The reason for taking way the downtown loop, officially, is due to lower ridership. Route 1, the downtown loop, has reported a third of the ridership of Route 2, which serves places like Pathways Community Center and the Dorothy Day Soup Kitchen.
“We have stories of people that were homeless that couldn't make it to jobs on time or couldn't have any sort of income and now they've got a job and they use the transit system to get there,” said Jeremy Winkler, Rock Hill’s director of government affairs. “Consideration for the homeless is one of the reasons that we decided not to make any changes to Route 2.”
The Route 2 bus will also continue to serve the city branch of the York County Library.
“We certainly know that some people who don't have access to a car come in on the bus,” said Donna Andrews, the library’s reference desk manager. “And also we know some of our homeless patrons are in here. And what all of those different groups of people are doing are things like charging their devices, using their laptop with the library's Wi-Fi, doing some job searching on the computers, and just finding a way out of the elements. And for them to have to walk that extra distance from the transfer station is going to be difficult.”
Something that comes up a lot when talking to MyRide patrons and community activists concerned about how changes to the city’s bus routes will affect vulnerable residents is why Rock Hill put all its faith in an EV fleet.
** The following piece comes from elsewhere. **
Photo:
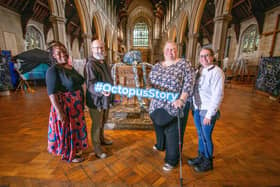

Even critics and questioners acknowledge that the city is in an untenable spot beyond its control – that even if city officials had the money to buy a whole new fleet, there’s nothing to buy that would reach the city for at least two years.
But some residents don’t understand why city officials went all in on an emerging technology system without considering what would happen if electric systems suddenly became unavailable.
“It seems like they didn't have a backup plan,” McCollough said.
Winkler said the city is exploring options for the future of MyRide. There is no consideration to begin charging fares, however. Winkler said the infrastructure needed to collect payments would likely be expensive and not worth the investment.
Correction: It was originally reported that changes to Rock Hill's bus routes would mean no longer stopping at the city public library. Route 2 will continue to stop near the library.